The 1926 residence, a one-story Mediterranean-style bungalow, is situated near the front of the 50-by-195 foot lot. Because her house is closer to the sidewalk, the parcel behind the house is very park-like. She has preserved and enhanced the original hard-scape and bones of this Italian-inspired garden. It is truly amazing to see the setting and realize it is 83 years old.
At the far end of the garden path stands a scallop-topped swinging gate. According to the owner, the gate originally led to an old tool shed for garden storage.
But she had other plans for this underutilized space and asked her architect to design a garden structure in keeping with the garden’s vintage.
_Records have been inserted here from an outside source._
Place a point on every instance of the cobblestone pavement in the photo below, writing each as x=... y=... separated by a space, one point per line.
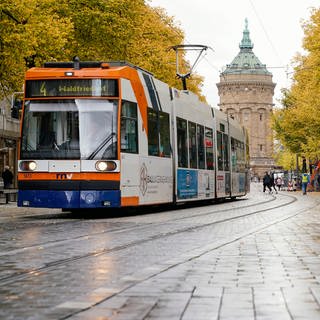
x=261 y=267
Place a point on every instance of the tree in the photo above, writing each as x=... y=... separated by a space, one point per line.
x=32 y=32
x=29 y=34
x=297 y=124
Hugh Maguire, an architect who does work in Pasadena and Palm Springs, designed the 11-by-13 foot structure in1995. “I had seen an old English train station ‘storefront’ at a salvage place in Pasadena,” Maguire told me when I contacted him by phone. “It had the words ‘Waiting Room’ on it”
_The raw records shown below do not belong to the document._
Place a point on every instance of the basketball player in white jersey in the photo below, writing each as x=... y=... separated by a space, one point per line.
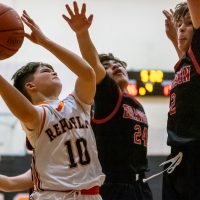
x=65 y=160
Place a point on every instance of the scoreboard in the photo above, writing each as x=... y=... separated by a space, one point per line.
x=150 y=82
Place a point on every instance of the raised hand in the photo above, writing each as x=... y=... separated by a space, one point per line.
x=78 y=20
x=36 y=35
He thinks the fanciful storefront dates to the 19th century.
Maguire discovered it years ago at Across the Street from Alice, a Mission Street salvage dealer and has had his eye on it ever since.
M’s request for a garden structure presented the perfect opportunity to use the beautiful architectural element with mullioned windows, an arched transom and detailed mill-work panels. Maguire spent around $1,200 for the salvaged facade. “Can you image what it would cost to have something like this custom made?” he asked me. No, I can’t. And that’s why I love it when designers and builders utilize materials from the past. Salvaged architectural fragments are a high art form when it comes to shed-making.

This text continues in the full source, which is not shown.